WINDHOEK – Young inventor and innovator Simon Petrus says he still harbours ambitions of inventing electronic items, despite the lack of assistance for talented youth in Namibia.
Petrus gained public attention when New Era wrote about his invention of a cardless cellphone which enables one to make calls without credit some six years ago.
Despite unfulfilled promises, he managed to buttress his in-born talent with a formal qualification in electronic engineering.
Recently, he was conferred with a national diploma in general electronics at the Windhoek Vocational Training Centre (WVTC)'s joint graduation ceremony.
Petrus was among 420 trainees conferred with various national certificates after completing their training.
They were part of over 963 trainees who successfully completed their training at the WVTC during the period from June 2019 to June 2023. The event was the first of its kind by the WVTC.
Petrus, whose training was completed in 2020, said it had given him a deep understanding of electrical systems and digital technologies.
“Finally, I managed to finish my studies. It was a big opportunity for me to study at the WVTC, and it has greatly contributed to my in-born talent for electronics,” he beamed.
He said he is working on more projects which will be quite interesting for the nation.
Although it was made known at the graduation that he was developing the idea of a self-powered television, Petrus was not willing to discuss the project. He stated that there are those who want to manipulate him.
“At the moment, I can’t really say what I am working on. I would rather say I have a better project which is quite interesting, compared to the project I have done before, which is a phone that works without credit,” he added.
Petrus said he is still unemployed, though he did his practical training at NamWater.
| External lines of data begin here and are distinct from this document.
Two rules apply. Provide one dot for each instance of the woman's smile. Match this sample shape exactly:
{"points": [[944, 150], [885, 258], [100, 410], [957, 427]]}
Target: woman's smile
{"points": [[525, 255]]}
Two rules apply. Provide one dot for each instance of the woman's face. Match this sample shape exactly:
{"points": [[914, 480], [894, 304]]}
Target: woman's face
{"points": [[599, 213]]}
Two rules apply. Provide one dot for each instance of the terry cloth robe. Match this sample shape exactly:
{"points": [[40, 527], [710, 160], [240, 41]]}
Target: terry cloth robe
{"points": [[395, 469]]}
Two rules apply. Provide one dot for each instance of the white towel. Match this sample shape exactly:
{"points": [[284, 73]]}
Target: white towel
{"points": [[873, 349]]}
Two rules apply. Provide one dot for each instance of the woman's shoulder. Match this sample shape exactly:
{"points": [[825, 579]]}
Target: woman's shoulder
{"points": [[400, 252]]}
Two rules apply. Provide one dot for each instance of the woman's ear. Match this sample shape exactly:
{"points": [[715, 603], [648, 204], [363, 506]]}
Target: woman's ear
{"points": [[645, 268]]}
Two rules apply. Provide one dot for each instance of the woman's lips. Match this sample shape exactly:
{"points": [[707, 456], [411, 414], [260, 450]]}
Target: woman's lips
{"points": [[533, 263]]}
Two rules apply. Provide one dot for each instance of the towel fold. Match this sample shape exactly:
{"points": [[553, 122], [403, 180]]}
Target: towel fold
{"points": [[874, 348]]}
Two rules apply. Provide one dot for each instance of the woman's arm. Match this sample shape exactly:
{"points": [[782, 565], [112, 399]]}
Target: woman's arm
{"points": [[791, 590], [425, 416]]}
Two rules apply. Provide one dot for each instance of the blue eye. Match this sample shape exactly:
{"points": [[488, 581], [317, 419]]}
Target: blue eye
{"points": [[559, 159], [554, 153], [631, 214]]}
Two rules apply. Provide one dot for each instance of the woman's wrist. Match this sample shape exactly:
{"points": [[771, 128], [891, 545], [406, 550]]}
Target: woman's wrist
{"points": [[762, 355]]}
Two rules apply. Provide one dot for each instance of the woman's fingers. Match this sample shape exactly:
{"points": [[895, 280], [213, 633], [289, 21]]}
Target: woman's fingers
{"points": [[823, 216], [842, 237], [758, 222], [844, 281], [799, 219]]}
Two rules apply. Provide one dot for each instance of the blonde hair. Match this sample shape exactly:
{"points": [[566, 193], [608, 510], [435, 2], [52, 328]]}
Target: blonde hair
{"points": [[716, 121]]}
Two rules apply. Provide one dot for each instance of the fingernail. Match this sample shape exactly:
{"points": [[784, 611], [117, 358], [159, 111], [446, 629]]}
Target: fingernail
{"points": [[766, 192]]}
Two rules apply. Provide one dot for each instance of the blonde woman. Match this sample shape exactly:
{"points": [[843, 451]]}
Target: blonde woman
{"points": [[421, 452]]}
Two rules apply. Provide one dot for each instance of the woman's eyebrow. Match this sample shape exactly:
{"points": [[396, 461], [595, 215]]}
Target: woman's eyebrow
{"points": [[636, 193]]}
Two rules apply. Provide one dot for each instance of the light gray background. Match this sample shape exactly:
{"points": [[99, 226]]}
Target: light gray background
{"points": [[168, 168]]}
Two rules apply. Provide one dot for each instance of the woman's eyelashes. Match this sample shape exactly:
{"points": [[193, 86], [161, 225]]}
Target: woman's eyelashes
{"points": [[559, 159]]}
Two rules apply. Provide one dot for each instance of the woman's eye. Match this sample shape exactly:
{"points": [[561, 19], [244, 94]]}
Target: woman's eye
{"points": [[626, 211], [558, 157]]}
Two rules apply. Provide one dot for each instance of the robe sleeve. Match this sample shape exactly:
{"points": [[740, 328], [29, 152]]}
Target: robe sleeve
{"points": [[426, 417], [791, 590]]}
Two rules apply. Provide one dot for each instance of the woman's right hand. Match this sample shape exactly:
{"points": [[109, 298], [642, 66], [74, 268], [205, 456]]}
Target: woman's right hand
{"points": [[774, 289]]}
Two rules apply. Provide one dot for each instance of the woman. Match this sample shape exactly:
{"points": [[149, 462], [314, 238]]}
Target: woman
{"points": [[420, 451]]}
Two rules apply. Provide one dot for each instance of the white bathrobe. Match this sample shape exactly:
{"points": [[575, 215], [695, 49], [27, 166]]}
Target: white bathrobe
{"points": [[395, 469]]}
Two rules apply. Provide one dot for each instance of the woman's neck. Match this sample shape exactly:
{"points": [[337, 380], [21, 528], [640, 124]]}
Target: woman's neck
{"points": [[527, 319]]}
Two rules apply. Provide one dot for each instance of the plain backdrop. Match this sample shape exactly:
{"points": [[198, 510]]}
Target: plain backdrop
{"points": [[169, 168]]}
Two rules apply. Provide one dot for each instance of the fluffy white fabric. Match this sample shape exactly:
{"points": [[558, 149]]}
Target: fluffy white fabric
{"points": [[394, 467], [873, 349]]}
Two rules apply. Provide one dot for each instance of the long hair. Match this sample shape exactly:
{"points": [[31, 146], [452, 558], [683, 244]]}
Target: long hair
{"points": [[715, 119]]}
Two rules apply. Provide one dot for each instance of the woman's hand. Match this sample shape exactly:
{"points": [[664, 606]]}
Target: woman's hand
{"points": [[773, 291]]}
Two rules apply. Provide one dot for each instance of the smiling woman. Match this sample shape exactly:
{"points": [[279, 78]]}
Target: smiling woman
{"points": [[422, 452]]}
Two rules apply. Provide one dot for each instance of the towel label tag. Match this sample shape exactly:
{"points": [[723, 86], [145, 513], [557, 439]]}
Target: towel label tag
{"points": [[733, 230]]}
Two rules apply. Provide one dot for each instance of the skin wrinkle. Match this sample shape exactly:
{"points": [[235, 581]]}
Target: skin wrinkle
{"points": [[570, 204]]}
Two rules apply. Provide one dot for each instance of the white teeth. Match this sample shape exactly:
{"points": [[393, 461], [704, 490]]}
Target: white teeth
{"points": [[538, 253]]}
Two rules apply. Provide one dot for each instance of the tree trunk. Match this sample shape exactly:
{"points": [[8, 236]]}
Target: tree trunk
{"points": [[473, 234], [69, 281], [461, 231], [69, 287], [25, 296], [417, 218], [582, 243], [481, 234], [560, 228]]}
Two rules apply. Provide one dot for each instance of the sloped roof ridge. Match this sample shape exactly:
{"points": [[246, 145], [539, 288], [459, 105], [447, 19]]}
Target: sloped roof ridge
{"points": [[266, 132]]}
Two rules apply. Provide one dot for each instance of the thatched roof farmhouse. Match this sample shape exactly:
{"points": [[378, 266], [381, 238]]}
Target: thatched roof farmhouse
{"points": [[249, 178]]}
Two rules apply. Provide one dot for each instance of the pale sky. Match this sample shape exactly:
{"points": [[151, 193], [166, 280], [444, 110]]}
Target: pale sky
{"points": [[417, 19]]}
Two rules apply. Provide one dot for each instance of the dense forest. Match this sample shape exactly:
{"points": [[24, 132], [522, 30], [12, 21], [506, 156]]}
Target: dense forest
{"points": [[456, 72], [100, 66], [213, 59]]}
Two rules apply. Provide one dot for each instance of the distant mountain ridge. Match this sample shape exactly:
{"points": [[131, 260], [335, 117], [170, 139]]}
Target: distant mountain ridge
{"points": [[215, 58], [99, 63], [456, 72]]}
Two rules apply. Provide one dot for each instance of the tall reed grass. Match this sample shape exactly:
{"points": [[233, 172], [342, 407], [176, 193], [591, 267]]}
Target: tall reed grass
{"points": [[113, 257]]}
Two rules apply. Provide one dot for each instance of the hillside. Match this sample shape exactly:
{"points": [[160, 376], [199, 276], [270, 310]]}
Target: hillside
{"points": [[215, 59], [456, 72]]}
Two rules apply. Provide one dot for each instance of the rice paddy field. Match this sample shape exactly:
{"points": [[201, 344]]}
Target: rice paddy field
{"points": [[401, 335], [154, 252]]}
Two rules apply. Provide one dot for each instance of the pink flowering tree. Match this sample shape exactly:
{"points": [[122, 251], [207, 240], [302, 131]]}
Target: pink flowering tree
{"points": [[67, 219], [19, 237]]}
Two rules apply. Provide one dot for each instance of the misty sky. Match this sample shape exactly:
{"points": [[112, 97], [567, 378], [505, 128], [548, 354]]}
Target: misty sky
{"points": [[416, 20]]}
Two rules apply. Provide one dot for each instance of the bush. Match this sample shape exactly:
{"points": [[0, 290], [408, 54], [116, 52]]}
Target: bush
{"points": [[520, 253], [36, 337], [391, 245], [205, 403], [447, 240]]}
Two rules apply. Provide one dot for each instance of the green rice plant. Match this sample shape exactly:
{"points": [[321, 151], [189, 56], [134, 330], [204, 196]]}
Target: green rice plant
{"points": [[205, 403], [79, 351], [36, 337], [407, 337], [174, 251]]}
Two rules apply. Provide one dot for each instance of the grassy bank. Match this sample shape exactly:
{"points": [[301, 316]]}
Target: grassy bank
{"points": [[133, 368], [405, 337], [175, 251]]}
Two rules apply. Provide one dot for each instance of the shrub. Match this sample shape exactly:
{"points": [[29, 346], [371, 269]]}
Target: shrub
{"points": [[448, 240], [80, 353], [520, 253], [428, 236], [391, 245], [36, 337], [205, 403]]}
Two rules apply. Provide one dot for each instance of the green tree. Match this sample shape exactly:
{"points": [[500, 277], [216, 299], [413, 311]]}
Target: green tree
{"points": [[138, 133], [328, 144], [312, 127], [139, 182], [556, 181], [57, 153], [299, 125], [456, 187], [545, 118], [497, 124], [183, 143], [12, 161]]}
“There, I was doing telecommunications in different fields. Because if you have to control water in remote places where you don’t need to go, you just have to work on it remotely,” he said.
“In general, I can do any wiring. I can read any standard wiring, for example, if we have to wire a house or install any telecommunications or IT systems. So, that is the type of work I can do in general,” he noted.
The innovator, who grew up in a village near Okongo in the Ohangwena region, said he still uses his cardless cellphone, which he said he cannot patent because it is deemed illegal.
Because of technical issues related to the telecommunications system, the prototype cannot be patented.
“I’ve been attempting to patent this project, but I’m failing in some way. I don’t know how to go about it. I also did not get the right information, or someone to direct me where to go,” he continued.
Petrus is surviving on small jobs like fixing televisions, cellphones and radios, or installing electrical systems in homes.
“At the moment, I have nothing much. But I want any assistance from anyone to sponsor my further studies. I still want to study IT and electronics,” he appealed.
Nonetheless, he remains grateful to the Sam Nujoma Foundation and Erongo Marine Enterprises (EME), which enabled him to complete his education.
“Petrus’ inventive spirit and natural talent are a remarkable example of the innovative nature and potential of young people in Namibia, which needs to be supported in the interest of the future of our country,” said Martha Uumati, the managing director of EME.
“As EME has walked a path with him over the past years and also got to know him better on a personal level, we consider it an absolute privilege to have given this young genius the opportunity to study and further pursue his dreams. We are extremely proud of him,” she added.
Uumati likewise spoke of the need for the corporate sector to assist talented young Namibian innovators.
“Our country’s future prosperity is driven by the youth, who constitute nearly 37% of our population. If public and private entities fail to recognise and support young Namibian talent, we are failing the future of our country. By empowering young innovators, we are also giving them the opportunity to create more employment for others,” she observed.